Core#

class lfeats.Extractor(model_name: str, model_variant: str | None = None, resampler_type: str = 'torchaudio', resampler_preset: str | None = None, device: str = 'cpu', cache_dir: str | None = None)[source]#

A class for extracting features from a specified model.

__call__(source: ndarray | Tensor | Audio, sample_rate: int | None = None, *, layers: int | Sequence[int] | Literal['all', 'last'] = 'last', center: bool = True, chunk_length_sec: int = 30, overlap_length_sec: int = 5, upsample_factor: int = 1, reduction: Literal['none', 'mean', 'auto'] = 'auto') → Features[source]#

Extract features from the input waveform.

Parameters:

sourcenp.ndarray | torch.Tensor | Audio: The input waveform data with shape (T,) or (B, T) or an Audio object.
sample_rateint | None, optional: The sample rate of the input waveform. Must be provided if source is not an Audio object.
layersint | list[int] | Literal[“all”, “last”], optional: The layer(s) from which to extract features.
centerbool, optional: If True, the input audio will be padded to compensate for the delay caused by the model’s convolutional layers.
chunk_length_secint, optional: The chunk length in seconds for processing long audio.
overlap_length_secint, optional: The overlap length in seconds between chunks.
upsample_factorint, optional: The factor by which to upsample the features in the time dimension.
reductionLiteral[“none”, “mean”, “auto”], optional: The reduction method to apply to the features across time frames. If ‘mean’, the features will be averaged across the time dimension. If ‘none’, no reduction will be applied. If ‘auto’, the reduction method will be determined based on the feature granularity (‘none’ for frame-level features and ‘mean’ for utterance-level features).

Returns:

outFeatures: The extracted features with shape (B, N, D).

Raises:

ValueError: If the given parameters are invalid.
RuntimeError: If the number of frames in the extracted features is unexpected.

Examples

>>> import lfeats
>>> import numpy as np
>>>
>>> sample_rate = 16000
>>> waveform = np.random.randn(sample_rate)
>>>
>>> extractor = lfeats.Extractor(model_name="hubert")
>>> extractor.load(quiet=True)
>>> features = extractor(waveform, sample_rate)
>>> features.shape
(1, 50, 768)

__init__(model_name: str, model_variant: str | None = None, resampler_type: str = 'torchaudio', resampler_preset: str | None = None, device: str = 'cpu', cache_dir: str | None = None) → None[source]#

Initialize the Extractor with the specified model.

Parameters:

model_namestr: The name of the model to use.
model_variantstr | None, optional: The variant of the model to use.
resampler_typestr, optional: The type of resampler to use.
resampler_presetstr | None, optional: The preset for the resampler.
devicestr, optional: The device to run the model on (e.g., ‘cpu’ or ‘cuda’).
cache_dirstr | None, optional: The directory to cache the model files.

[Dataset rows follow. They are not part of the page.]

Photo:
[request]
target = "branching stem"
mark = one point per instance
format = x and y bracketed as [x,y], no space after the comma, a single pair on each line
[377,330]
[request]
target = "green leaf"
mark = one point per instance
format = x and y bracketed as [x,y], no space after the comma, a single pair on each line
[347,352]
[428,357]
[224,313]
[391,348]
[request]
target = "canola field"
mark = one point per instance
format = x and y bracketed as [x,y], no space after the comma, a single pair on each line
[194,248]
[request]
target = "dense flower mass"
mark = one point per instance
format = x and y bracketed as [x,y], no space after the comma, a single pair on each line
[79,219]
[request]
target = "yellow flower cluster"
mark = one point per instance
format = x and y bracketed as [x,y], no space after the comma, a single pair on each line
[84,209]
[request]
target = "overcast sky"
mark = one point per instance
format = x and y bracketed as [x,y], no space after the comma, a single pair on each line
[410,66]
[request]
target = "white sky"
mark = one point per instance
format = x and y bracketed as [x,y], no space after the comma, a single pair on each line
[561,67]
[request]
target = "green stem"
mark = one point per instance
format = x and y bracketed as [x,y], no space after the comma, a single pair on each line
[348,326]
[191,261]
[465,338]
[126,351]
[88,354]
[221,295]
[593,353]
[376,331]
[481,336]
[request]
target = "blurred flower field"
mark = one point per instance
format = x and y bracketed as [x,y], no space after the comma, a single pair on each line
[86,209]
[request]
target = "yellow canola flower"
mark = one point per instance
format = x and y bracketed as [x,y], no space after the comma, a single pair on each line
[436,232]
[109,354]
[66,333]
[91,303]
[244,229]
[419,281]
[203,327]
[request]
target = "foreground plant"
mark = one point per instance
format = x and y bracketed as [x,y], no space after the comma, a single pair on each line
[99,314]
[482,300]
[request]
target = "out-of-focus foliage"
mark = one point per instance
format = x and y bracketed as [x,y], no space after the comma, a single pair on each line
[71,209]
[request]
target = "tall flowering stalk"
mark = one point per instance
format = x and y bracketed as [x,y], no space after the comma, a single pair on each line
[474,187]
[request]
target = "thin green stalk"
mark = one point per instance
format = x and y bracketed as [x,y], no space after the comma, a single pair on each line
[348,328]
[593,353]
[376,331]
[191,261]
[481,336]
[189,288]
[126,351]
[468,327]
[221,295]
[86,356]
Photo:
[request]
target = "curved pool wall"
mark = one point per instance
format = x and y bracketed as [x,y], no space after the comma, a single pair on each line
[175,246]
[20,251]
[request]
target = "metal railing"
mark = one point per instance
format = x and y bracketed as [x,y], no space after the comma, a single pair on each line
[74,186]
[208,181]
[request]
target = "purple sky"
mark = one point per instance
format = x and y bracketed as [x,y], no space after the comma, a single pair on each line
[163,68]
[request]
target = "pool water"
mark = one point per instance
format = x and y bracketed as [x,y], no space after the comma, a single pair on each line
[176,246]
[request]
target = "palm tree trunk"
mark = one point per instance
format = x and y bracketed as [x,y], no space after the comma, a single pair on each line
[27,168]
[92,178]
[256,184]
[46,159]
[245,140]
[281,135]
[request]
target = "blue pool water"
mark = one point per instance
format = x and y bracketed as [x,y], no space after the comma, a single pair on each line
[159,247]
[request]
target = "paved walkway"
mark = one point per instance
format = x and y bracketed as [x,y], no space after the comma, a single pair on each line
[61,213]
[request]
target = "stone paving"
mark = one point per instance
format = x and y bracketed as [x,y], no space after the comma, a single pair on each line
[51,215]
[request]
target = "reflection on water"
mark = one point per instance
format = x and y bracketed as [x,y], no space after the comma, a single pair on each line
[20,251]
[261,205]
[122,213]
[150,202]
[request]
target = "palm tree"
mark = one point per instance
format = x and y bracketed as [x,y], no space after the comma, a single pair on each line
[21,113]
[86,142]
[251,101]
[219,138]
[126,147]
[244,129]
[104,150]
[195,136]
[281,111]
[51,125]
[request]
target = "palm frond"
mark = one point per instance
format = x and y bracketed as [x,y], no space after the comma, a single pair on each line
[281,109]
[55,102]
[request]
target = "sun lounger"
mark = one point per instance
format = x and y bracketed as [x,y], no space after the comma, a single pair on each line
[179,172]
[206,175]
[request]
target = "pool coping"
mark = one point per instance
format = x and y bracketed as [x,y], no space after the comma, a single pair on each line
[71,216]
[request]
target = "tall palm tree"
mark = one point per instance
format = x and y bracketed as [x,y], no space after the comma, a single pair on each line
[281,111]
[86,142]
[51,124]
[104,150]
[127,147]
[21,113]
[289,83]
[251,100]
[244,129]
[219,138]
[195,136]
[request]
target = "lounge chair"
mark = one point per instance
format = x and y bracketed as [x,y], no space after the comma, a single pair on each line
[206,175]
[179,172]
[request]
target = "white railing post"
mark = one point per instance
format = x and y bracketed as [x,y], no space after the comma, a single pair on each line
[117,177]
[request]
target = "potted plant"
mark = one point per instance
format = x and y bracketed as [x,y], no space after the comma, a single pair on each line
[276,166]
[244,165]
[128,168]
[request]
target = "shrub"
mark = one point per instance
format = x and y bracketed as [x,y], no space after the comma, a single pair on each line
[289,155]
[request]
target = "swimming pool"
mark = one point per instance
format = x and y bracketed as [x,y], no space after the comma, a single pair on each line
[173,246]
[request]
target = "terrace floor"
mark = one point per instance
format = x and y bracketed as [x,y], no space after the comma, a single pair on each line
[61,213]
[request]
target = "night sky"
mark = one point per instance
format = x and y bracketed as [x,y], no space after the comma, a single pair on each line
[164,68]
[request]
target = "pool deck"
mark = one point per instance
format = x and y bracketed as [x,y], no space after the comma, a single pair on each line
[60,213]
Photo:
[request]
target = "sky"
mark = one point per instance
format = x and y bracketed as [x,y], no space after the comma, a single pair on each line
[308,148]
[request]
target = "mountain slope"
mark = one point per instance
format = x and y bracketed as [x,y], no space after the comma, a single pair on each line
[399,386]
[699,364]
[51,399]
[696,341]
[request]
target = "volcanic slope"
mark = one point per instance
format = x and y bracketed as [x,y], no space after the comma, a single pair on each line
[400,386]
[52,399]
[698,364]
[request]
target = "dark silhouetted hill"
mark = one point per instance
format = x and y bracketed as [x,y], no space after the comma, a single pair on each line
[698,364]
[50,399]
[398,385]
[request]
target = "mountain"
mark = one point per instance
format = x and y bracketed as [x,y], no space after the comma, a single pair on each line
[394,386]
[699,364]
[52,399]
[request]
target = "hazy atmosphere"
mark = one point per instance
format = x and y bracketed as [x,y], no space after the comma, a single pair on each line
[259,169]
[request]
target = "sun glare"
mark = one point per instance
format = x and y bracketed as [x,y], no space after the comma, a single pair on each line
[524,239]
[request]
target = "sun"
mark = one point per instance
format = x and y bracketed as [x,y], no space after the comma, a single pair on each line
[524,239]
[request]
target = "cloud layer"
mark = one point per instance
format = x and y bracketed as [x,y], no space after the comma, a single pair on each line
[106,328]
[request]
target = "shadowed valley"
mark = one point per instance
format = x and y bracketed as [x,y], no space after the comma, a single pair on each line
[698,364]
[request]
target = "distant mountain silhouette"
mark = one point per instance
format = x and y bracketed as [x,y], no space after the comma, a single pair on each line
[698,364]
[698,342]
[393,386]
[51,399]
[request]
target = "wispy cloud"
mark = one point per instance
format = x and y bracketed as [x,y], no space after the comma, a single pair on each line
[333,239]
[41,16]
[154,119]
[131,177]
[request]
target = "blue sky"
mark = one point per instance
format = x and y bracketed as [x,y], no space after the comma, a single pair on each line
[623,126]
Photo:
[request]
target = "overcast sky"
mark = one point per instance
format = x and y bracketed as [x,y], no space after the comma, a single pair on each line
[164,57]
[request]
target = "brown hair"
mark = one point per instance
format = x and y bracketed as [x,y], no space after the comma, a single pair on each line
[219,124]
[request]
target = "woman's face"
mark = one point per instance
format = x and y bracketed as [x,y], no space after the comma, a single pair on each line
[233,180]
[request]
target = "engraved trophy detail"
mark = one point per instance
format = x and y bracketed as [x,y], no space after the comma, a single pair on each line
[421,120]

load(quiet: bool = False) → None[source]#

Download and load the model if it is not already loaded.

Parameters:

quietbool, optional: If True, suppress the output during model loading.

to(device: str) → None[source]#

Move the model to the specified device.

Parameters:

devicestr: The device to move the model to (e.g., ‘cpu’ or ‘cuda’).

class lfeats.Resampler(resampler_type: str = 'torchaudio', resampler_preset: str | None = None, device: str = 'cpu')[source]#

A class for resampling audio using a specified resampler.

__call__(source: ndarray | Tensor | Audio, *, src_rate: int | None = None, dst_rate: int = 16000) → Audio[source]#

Resample the given audio to the target sample rate.

Parameters:

sourcenp.ndarray | torch.Tensor | Audio: The input waveform data with shape (T,) or (B, T) or an Audio object.
src_rateint | None, optional: The source sample rate in Hz.
dst_rateint, optional: The destination sample rate in Hz.

Returns:

outAudio: The resampled audio with shape (B, T’).

Examples

>>> import lfeats
>>> import numpy as np
>>>
>>> sample_rate = 16000
>>> waveform = np.random.randn(sample_rate)
>>>
>>> resampler = lfeats.Resampler(resampler_type="torchaudio")
>>> resampled_audio = resampler(waveform, src_rate=sample_rate, dst_rate=8000)
>>> resampled_audio.shape
(1, 8000)

__init__(resampler_type: str = 'torchaudio', resampler_preset: str | None = None, device: str = 'cpu') → None[source]#

Initialize the Resampler with the specified resampler type.

Parameters:

resampler_typestr, optional: The type of resampler to use.
resampler_presetstr | None, optional: The preset for the resampler.
devicestr, optional: The device to run the model on (e.g., ‘cpu’ or ‘cuda’).

to(device: str) → None[source]#

Move the resampler to the specified device.

Parameters:

devicestr: The device to move the resampler to (e.g., ‘cpu’ or ‘cuda’).